2.3. “Re-conocer” la vida: dimensiones antropológicas y éticas
La afirmación del ser personal es al mismo tiempo afirmación de una dignidad especial que debe reconocerse y de exigencias éticas de respeto que es preciso honrar. Efectivamente, sólo en la relación con la libertad de otras personas se establece el carácter personal de un ser humano. Puedo definirme a mí mismo como persona únicamente en relación con las personas. Las personas se dan unas a otras no como objetos (etwas: “algo”), sobre los cuales hablar y de los cuales disponer, sino como “sujetos” (jemand: “alguien”) con los cuales hablar y a los cuales respetar en su irreductible alteridad subjetiva[30].
La densidad ética de la relación interpersonal es el contexto en el cual se da o no se da el reconocimiento de la persona. Reconocer a las personas como tales se revela así como el primer deber fundamental y, más aún, como el fundamento radical de todo otro deber sucesivo. La relación con la persona del otro es la experiencia ética originaria, en la cual emerge el carácter absoluto del deber. Emmanuel Lévinas captó con gran vigor el surgimiento de la dimensión ética en el encuentro con el rostro de la otra persona: “La relación con el rostro es inmediatamente ética. El rostro es lo que no se puede matar: aquello cuyo sentido consiste en decir ‘tú no me matarás’”[31]. La experiencia del deber moral corresponde por consiguiente a la percepción de la persona y su dignidad. Se habla de hecho en sentido propio de los deberes sólo en relación con las personas. El reconocimiento de la persona en su dignidad de fin y nunca de medio, de sujeto y no de cosa, de “alguien” a quien respetar y amar y no de “algo” para usar, se manifiesta como experiencia ética originaria, como una respuesta de la libertad adecuada a la realidad del otro y de la relación. El reconocimiento se presenta con rasgos de peculiar carácter absoluto, se impone a la conciencia de manera incondicional y sin embargo no requerida. La negación de este debido reconocimiento a otro tiene en todo caso una repercusión de máxima gravedad en el sujeto que no lo lleva a cabo: quien no trata al otro ser humano como persona hiere en sí mismo su propia dignidad de persona. Negar la densidad ética de la relación interpersonal significa descender del nivel en el cual también el propio ser persona tiene significado.

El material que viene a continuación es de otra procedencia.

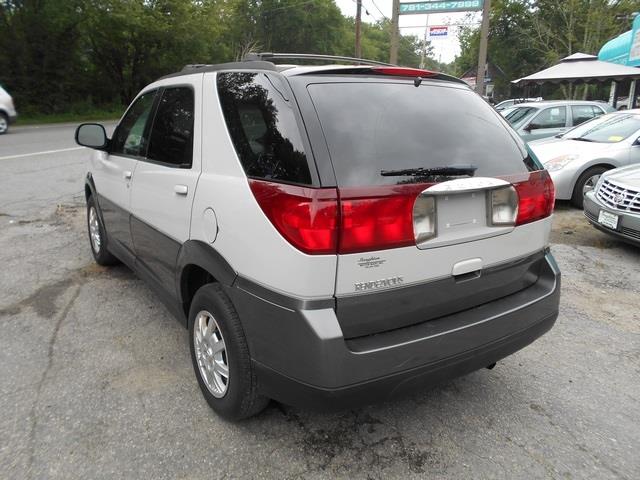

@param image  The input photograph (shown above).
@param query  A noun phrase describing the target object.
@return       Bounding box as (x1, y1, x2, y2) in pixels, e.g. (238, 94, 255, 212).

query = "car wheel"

A estas tesis se opone, en la bioética “laica”, la tendencia a distinguir claramente entre vida humana biológica y vida humana personal: lo relevante en el plano moral no sería el hecho de pertenecer biológicamente a una determinada especie, sino la posibilidad de constatación factual de la presencia de cierta capacidad o la manifestación empírica de ciertos comportamientos que permitan calificar al sujeto como autónomo. A tal propósito, sólo los seres adultos normales, en condiciones de entender y querer, tendrían en sentido estricto la condición moral de las personas. Y por consiguiente no todos los seres humanos son personas. Según H. T. Engelhardt, “la vida humana puramente biológica es anterior al comienzo de la vida de las personas en sentido estricto y comúnmente prosigue durante cierto período después de su muerte”[32]. En esta línea, el bioeticista australiano Peter Singer condena como “especiecismo” (speciecism) lo que en su opinión constituye una infundada parcialidad con seres que sólo son parte de nuestra especie humana desde el punto de vista biológico. Él identifica el criterio decisivo para la atribución de la personalidad con una característica del sistema nervioso desarrollado de experimentar dolor. Y con sorprendente y despiadada coherencia concluye: “La vida de un niño recién nacido de la especie humana tiene por consiguiente menos valor que la vida de un cerdo, un perro o un chimpancé”[33].
El carácter absurdo de esta separación entre ser humano y persona debería llevar como lógica consecuencia a la afirmación de que la conciencia (elemento que determinaría la diferencia) es un factor agregado ocasionalmente al hombre con el fin de producir la persona. La identificación, de la dimensión personal con una característica biológica o funcional accidental del ser humano es en todo caso consecuencia de la adopción de una perspectiva cognoscitiva empirista sensista, según la cual sólo existe el “hecho” constatable mediante la ciencia biológica.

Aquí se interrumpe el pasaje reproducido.